Index-time tokenizer UDFs. XXX_begin_document


#1

Using the delivered UDF example, udfexample.c,
which makes the library libudfexample.so (I renamed to udfexample.so to get it to work).
Added it to the index test1 created via the install process
sphinx.conf

index test1
{
source = src1
path = /var/lib/manticore/test1
index_token_filter = udfexample.so:hideemail
}

I rotate the index via
sudo -u manticore indexer -c /etc/sphinx/sphinx.conf test1 --rotate

The process runs and the screen receives the output from the UDF
However, the expected output from hideemail_begin_document:
UdfLog ( “Called hideemail_begin_document” );
never occurs.

I get all the other outputs (for example)
WARNING: PLUGIN: Called hideemail_init
WARNING: PLUGIN: Called hideemail_deinit
WARNING: PLUGIN: Called hideemail_init
WARNING: PLUGIN: Called hideemail_push_token
WARNING: PLUGIN: Called hideemail_push_token
WARNING: PLUGIN: Called hideemail_get_extra_token
WARNING: PLUGIN: Called hideemail_get_extra_token

total 4 docs, 193 bytes
total 0.021 sec, 8983 bytes/sec, 186.19 docs/sec
WARNING: PLUGIN: Called hideemail_deinit

Does XXX_begin_document still work?
Why is XXX_begin_document not being called.

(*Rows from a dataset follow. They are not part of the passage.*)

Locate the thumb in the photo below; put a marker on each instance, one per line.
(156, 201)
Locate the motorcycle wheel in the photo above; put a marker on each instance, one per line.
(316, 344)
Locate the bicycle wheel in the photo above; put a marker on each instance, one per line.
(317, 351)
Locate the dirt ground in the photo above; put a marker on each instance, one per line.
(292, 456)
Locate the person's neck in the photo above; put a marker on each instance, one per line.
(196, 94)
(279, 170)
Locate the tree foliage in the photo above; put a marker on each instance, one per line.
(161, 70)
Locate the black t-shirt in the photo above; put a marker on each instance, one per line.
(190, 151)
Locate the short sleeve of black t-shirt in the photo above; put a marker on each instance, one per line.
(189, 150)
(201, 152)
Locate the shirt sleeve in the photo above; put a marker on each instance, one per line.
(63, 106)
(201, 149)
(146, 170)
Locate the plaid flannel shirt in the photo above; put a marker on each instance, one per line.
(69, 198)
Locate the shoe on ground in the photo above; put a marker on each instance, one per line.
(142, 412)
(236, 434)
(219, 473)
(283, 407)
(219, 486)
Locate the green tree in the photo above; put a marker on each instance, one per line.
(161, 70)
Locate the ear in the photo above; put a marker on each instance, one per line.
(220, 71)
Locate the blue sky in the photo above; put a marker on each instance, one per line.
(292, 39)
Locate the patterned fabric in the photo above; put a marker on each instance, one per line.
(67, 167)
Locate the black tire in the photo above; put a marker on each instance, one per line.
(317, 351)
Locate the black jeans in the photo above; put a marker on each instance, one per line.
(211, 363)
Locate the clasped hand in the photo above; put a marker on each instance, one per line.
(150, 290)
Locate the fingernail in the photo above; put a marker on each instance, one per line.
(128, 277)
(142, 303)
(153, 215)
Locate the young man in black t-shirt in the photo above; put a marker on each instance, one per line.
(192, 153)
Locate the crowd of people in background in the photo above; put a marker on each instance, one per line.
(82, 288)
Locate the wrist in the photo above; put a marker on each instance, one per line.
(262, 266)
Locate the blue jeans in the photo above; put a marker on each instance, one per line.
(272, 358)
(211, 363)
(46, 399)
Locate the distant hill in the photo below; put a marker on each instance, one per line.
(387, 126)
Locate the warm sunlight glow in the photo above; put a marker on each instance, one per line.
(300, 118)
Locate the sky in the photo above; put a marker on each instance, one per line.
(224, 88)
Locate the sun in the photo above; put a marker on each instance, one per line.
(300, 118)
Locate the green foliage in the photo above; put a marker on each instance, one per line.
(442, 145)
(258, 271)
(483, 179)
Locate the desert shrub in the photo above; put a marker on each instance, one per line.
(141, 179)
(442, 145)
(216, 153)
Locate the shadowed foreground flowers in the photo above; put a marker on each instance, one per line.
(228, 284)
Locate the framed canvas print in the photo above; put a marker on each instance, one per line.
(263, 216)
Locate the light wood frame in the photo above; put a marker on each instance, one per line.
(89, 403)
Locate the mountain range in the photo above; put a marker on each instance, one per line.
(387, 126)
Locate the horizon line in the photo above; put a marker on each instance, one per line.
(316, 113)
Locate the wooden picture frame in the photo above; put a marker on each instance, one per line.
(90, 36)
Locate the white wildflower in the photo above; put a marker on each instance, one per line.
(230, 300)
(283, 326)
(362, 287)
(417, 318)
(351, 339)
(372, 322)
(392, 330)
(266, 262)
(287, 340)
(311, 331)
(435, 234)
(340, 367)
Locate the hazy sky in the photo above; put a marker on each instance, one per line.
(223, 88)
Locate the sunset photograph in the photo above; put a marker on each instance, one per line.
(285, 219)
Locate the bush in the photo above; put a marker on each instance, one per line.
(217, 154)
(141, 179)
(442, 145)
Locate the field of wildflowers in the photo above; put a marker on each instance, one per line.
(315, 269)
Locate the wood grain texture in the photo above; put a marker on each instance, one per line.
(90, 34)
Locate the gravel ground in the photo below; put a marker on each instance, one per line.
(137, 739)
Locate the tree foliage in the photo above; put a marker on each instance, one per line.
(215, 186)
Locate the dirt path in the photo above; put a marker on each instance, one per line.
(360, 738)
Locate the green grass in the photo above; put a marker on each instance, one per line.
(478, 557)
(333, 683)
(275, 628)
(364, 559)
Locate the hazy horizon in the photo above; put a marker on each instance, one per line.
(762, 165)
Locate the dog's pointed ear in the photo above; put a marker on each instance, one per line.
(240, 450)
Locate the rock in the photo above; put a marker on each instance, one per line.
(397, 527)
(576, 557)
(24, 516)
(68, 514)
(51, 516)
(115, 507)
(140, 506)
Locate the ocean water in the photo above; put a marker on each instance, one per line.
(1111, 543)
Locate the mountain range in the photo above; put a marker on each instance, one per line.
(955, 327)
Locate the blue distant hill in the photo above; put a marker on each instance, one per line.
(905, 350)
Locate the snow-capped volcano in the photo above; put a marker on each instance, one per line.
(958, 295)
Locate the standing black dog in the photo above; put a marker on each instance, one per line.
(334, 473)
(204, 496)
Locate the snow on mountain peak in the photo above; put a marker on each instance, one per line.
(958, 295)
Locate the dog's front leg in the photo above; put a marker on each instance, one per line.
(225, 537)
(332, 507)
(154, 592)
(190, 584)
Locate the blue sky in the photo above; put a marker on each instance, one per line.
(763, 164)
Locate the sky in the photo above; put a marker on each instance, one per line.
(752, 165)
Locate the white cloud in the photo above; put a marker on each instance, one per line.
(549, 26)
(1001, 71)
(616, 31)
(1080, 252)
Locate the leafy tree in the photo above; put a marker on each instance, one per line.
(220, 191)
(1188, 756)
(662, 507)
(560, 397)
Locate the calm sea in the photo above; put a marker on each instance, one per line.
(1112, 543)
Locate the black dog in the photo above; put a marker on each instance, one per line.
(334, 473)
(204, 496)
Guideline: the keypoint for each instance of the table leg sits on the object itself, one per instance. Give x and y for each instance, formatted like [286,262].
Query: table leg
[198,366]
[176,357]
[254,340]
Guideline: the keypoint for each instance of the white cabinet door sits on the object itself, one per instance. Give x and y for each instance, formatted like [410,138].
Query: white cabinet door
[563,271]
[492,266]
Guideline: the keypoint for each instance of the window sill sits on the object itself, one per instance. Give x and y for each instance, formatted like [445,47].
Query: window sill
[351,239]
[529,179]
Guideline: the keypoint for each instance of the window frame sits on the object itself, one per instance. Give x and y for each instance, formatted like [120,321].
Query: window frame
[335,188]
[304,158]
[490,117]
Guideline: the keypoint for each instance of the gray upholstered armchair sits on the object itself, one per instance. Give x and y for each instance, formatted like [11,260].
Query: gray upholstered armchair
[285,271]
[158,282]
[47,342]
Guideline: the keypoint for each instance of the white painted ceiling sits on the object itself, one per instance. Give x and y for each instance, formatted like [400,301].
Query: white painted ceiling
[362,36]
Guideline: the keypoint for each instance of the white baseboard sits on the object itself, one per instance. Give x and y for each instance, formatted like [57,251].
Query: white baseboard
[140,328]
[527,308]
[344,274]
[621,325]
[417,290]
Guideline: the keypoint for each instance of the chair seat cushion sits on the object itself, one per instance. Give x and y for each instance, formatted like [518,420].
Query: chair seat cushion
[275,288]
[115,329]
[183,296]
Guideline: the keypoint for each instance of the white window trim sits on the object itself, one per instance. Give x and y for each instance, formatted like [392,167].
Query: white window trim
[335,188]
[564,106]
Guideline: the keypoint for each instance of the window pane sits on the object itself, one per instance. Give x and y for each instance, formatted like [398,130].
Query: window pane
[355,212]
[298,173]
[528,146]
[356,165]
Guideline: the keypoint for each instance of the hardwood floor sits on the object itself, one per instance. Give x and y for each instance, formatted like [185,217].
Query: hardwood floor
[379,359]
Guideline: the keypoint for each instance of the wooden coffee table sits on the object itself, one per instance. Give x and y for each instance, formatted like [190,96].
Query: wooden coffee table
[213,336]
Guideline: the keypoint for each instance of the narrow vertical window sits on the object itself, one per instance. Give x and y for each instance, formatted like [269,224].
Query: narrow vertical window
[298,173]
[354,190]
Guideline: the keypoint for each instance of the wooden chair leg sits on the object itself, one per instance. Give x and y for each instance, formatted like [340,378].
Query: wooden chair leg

From the indexer rotate command output, its clear that if finds documents
"total 4 docs, 193 bytes"

I have dropped the index and recreated it.
I have dropped the data and re-added it.
No matter what I do, there never seems to be a call to XXX_begin_document.

According to the documentation XXX_begin_document is mandatory function.
What is the scoop?

Thanks
Brad


#2

seems it got called only for RT index - on indexing document

You might create ticket at Github to be informed on issue progress


#3

Thanks. Opened an issue on Github (#276)